Surely one of the benefits of being an actor must be the opportunity to try all these phases and stages and metamorphoses on for size? Liev really has had the chance to plunk himself in the middle of many different kinds of marriages. He always hits the ground running.

I would say that while they are geographically very close, you could not get two more different husbands than Eddie Carbone (A View from the Bridge) and Marty Kantrowitz (A Walk on the Moon). While Liev's Eddie has given up on seeing any magic in his own union, Marty's clinging to his with all his might. While Eddie is set in his ways and is not aware of self and situation, Liev's Marty is fully cognizant of where he's at and how he feels about it. Liev's range with these two characters is remarkable when you think about how, in the scope of the whole wide world, these two men are in totally different brainspaces.

In fact the only criticism I could find online about either of these characters were people who thought Liev portrayed Marty as too likeable. They felt Liev's exceedingly appealing Marty rendered the story a little unrealistic: who would cheat on such a wonderful husband? Of course anyone who's been close to infidelity knows it often has less to do with the cheated. It's usually the cheater who has a problem festering from within.

I, on the other hand, think this made the story that much more believable.
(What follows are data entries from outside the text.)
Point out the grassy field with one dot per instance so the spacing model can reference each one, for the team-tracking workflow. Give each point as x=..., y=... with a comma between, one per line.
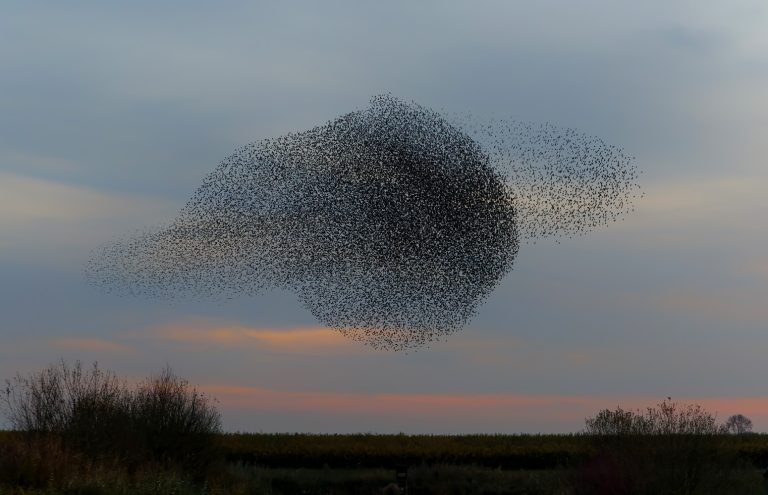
x=366, y=464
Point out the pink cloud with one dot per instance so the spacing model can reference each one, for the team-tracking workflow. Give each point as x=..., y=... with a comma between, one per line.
x=500, y=409
x=91, y=344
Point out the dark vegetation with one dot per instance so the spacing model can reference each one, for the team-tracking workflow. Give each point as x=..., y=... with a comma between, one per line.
x=86, y=431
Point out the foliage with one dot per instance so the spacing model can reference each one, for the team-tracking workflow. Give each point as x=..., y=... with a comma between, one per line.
x=738, y=424
x=96, y=414
x=667, y=449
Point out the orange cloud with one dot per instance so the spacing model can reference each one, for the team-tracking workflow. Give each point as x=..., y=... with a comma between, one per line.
x=497, y=408
x=296, y=339
x=91, y=344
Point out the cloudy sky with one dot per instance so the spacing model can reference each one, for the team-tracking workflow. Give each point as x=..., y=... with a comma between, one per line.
x=111, y=116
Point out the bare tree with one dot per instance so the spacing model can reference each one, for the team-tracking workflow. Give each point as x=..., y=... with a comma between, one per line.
x=738, y=424
x=95, y=412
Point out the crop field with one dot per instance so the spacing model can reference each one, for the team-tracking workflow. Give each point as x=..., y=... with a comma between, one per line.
x=366, y=463
x=496, y=451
Liev's affable Marty made Pearl's internal conflict more weighted and real. If Marty had been a total crud we would have all become The Blouse Man Cheering Section ~ a very different kind of happy ending than what we got. I would like to have seen a little more reflection from Pearl - she jumped pretty damn quickly. But when I pointed this out to my Dad he reminded me that I was only a zygote at the time. He said I cannot imagine what the 60's really felt like, especially for those who were teetering on the rim of it all trying to decide whether or not to plunge.

Liev's Eddie Carbone is also a very different animal from Every Day's Ned. I could oversimplify by stating that Miller made Eddie a true man of the times. While Catherine has become Eddie's only joy in life, we need to remember that these were the days when joy was completely hedonistic pursuit and not something a 38 year old dockworker would have been encouraged to grab for openly, bloodlines aside.

We get the sense that Robin, on the other hand, was an interchangeable catalyst for Liev's Ned. What did Ned learn from her? She was skilled enough to distract him, capitalize on his need for attention and ride that bus. Only when she oversteps her bounds and makes assumptions about his life does Ned manage a very realistic knee jerk and set her straight: "I never said it was a bad marriage."

We could argue that Eddie's facing a mid-life crisis and Catherine was also an interchangeable engenue, but I think that dilutes Eddie's level of obsession and who wants that? Eddie's a go big or go home kind of guy.

Watching Liev's Marty open himself up to new possibilities (even something as simple as switching the radio dial from Como to Hendrix) was a gorgeous bourgeoning that I think happens all the time, if we could just allow ourselves to see our partners as they are before us today.

Watching my cousin speak of and react to her absent husband reminded me of how significant all this is. I'm not usually one to take things for granted but is "not too bad" enough of a qualifier? I think I may have to kick things up a notch around here.